Domínguez x Tite: final entre Cruzeiro e Atlético reedita contexto da decisão recente

Domínguez x Tite: final entre Cruzeiro e Atlético reedita contexto da decisão recente

3 minutos 08/03/2026

A final entre Cruzeiro e Atlético vai medir forças de times que chegam pressionados para a disputa do título. O novato Eduardo Domínguez tema expectativa de aumentar a sequência de conquistas – o Galo está em busca do hepta. Do outro lado, Tite vem sob desconfianças da torcida e com o peso de colocar fim a hegemonia do adversário. O cenário é uma reedição do contexto vivido em decisão recente.

Em 2024, a última vez que Cruzeiro e Atlético se encontraram na final, a situação dos times era bem parecida. Na época, o Galo chegou a decisão sob comando de novo técnico. Dias antes, Cuca foi demitido, e o argentino Gabriel Milito foi quem assumiu o cargo. O treinador teve como primeira missão a grande final.

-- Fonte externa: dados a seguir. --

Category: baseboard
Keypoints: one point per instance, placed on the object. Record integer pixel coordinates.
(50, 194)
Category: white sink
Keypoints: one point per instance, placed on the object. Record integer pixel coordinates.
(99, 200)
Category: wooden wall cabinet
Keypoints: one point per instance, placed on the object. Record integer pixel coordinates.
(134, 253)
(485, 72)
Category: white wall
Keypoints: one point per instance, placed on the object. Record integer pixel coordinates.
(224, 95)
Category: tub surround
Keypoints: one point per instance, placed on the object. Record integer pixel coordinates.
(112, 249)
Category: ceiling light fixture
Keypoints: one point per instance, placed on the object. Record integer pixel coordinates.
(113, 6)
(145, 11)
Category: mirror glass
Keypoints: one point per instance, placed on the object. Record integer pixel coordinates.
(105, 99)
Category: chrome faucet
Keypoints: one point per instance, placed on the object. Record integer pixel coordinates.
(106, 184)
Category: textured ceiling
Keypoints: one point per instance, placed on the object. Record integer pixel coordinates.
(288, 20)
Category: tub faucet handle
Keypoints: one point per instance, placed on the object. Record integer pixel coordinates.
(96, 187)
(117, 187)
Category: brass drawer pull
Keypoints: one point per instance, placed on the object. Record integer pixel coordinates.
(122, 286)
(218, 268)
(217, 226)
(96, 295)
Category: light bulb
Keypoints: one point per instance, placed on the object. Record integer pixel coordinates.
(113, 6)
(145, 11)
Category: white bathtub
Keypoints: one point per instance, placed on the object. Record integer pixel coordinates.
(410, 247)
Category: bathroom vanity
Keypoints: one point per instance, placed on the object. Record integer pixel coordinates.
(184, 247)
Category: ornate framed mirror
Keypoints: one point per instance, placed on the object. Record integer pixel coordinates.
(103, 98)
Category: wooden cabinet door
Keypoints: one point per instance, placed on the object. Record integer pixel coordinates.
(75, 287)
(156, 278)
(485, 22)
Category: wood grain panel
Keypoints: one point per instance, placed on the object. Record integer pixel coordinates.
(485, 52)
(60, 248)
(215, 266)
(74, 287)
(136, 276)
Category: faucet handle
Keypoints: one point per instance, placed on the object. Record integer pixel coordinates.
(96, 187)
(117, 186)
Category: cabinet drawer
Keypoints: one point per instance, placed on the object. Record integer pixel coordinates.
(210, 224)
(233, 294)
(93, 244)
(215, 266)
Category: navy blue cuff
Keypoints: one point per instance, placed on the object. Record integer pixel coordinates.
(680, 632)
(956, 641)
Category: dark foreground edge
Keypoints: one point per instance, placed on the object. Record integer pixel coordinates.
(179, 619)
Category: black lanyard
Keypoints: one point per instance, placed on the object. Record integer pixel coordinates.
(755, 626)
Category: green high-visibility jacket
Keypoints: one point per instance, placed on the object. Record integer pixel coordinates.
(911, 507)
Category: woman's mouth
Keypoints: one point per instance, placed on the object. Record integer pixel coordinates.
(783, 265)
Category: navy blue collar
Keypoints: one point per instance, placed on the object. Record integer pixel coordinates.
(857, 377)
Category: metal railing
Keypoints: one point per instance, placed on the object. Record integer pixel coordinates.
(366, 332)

Desta vez, Domínguez tem um jogo “de vantagem”. Ele já comandou o time na classificação sobre o América, no último final de semana. Contudo, o “Barba” também vem pressionado – assim como Milito, havia a expectativa de manter a hegemonia. Em 2024, o alvinegro conquistou o pentacampeonato em pleno Mineirão lotado de cruzeirenses.

Do outro lado da Lagoa, o técnico Nicolás Larcamón vivia incertezas no Cruzeiro, assim como Tite. O técnico caiu precocemente na Copa do Brasil – a Raposa foi eliminada ainda na primeira fase da competição nacional. No clássico, chegou pressionado em busca do título que não vinha desde 2019.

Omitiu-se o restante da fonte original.